I first heard of Hoodia last summer, when a radio ad told me it was the new miracle weight loss pill. Since then, I’ve been seeing ads for Hoodia everywhere. Anna Nicole Smith took it. It was featured on Oprah. Lesley Stahl went to Africa to taste the plant on 60 Minutes. There are nearly 40 competing brands of pills, a patch version, and even a Hoodia lollipop. Today I did a Google search for it and got 14,300,000 hits. It seems to have taken the world by storm; but it’s not new. Hoodia gordonii is a cactus that grows in the deserts of southern Africa, and the San people have traditionally used it as an appetite suppressant, thirst quencher and as a cure for severe abdominal cramps, hemorrhoids, tuberculosis, indigestion, hypertension and diabetes.

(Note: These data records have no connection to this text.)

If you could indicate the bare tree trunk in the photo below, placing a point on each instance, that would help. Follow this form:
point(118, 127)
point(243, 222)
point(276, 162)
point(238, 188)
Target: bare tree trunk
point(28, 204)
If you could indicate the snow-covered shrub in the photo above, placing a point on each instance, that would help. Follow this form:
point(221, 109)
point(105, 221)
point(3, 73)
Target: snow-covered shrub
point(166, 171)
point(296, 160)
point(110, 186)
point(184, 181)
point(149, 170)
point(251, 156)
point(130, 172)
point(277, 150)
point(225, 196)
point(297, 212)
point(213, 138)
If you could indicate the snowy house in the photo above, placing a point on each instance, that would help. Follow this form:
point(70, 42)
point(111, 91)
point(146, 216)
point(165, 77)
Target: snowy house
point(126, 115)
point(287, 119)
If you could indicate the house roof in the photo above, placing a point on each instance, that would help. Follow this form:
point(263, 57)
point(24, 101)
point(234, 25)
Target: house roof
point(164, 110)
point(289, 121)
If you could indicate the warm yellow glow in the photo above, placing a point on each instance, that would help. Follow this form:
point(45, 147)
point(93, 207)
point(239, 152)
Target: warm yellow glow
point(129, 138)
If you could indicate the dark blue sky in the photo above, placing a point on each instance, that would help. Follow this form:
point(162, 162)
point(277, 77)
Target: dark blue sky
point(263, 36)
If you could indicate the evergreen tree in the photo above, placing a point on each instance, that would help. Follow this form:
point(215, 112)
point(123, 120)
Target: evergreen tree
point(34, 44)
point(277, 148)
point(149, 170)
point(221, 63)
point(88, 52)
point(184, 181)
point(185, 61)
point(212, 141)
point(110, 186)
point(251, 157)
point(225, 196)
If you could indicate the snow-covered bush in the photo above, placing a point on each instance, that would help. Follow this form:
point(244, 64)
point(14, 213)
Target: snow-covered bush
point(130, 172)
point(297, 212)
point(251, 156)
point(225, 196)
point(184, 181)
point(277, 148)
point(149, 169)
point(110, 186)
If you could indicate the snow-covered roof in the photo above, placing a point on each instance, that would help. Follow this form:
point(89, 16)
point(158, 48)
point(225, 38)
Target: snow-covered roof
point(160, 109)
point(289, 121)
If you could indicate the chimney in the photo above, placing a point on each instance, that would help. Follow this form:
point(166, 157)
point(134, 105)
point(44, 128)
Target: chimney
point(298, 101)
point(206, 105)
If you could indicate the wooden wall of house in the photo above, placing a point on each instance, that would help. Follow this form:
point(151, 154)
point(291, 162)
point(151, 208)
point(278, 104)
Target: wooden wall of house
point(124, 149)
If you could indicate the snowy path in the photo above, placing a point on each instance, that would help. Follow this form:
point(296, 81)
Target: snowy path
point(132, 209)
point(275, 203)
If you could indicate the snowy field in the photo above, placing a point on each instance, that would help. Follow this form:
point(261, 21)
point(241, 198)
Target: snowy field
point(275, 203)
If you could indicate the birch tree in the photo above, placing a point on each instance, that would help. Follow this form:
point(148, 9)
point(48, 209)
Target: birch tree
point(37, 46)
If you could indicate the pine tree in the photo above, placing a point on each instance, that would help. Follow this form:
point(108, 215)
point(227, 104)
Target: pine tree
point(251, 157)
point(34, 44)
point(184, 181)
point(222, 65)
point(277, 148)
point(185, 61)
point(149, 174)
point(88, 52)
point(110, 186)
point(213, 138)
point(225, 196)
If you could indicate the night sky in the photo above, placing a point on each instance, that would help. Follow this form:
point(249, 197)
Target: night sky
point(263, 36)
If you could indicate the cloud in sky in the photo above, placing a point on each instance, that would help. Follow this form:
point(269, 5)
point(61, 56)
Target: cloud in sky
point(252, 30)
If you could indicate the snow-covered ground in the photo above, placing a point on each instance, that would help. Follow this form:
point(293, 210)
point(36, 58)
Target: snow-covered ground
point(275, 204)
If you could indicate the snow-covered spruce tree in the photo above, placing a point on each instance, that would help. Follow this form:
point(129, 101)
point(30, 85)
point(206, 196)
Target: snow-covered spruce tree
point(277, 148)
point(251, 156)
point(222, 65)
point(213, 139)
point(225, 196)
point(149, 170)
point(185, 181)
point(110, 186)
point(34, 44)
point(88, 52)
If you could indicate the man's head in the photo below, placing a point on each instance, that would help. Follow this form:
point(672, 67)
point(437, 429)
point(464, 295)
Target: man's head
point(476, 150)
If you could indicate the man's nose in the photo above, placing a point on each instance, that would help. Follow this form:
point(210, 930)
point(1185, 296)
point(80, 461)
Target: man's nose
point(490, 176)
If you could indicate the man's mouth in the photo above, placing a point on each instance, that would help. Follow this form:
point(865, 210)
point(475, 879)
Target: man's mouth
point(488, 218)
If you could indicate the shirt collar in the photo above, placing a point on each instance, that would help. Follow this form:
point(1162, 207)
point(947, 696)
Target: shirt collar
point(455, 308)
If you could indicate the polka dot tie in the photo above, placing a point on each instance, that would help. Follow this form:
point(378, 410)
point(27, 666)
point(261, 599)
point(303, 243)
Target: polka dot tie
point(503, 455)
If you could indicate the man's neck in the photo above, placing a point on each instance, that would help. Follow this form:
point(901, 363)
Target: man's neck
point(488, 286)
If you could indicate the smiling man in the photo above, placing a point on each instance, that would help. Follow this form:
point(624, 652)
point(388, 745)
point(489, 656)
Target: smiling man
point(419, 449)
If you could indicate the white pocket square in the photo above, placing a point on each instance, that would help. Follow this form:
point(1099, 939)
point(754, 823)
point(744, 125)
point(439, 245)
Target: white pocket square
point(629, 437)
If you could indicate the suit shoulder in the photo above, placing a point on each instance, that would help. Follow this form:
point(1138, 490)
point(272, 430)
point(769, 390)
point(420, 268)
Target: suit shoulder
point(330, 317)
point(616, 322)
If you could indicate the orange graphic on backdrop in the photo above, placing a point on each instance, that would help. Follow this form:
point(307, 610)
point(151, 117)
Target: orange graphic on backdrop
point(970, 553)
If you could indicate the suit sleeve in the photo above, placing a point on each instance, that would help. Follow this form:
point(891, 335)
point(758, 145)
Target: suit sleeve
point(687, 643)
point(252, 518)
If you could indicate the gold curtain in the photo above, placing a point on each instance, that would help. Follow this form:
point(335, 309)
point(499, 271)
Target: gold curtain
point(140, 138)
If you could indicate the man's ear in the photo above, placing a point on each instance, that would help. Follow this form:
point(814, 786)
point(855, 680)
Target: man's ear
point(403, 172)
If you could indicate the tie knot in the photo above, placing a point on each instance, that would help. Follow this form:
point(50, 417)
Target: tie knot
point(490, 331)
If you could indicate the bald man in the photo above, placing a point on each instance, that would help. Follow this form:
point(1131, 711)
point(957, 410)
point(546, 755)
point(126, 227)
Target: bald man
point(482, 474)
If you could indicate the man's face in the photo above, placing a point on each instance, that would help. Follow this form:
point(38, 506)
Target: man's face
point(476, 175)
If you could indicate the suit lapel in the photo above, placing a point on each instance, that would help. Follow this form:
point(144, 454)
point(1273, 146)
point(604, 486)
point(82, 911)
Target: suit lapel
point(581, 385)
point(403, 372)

The claim is that it banishes hunger and thirst. What is the evidence? At this point it’s strictly anecdotal. Skinny Bushmen report it relieves hunger pangs in starvation conditions on long hunts; we don’t know what happens if it’s used by lazy fat people with access to food. There hasn’t been a single published study in humans. In fact, there’s only been one study in animals, and that was in calorie-deprived rats that had the stuff injected directly into the third ventricles of their brains to show that it could reverse the chemical changes of calorie deprivation in neurons.
The African Council for Scientific and Industrial Research isolated the active ingredient, P57, in 1977. They granted a license to PhytoPharm, who collaborated on research with the pharmaceutical company Pfizer.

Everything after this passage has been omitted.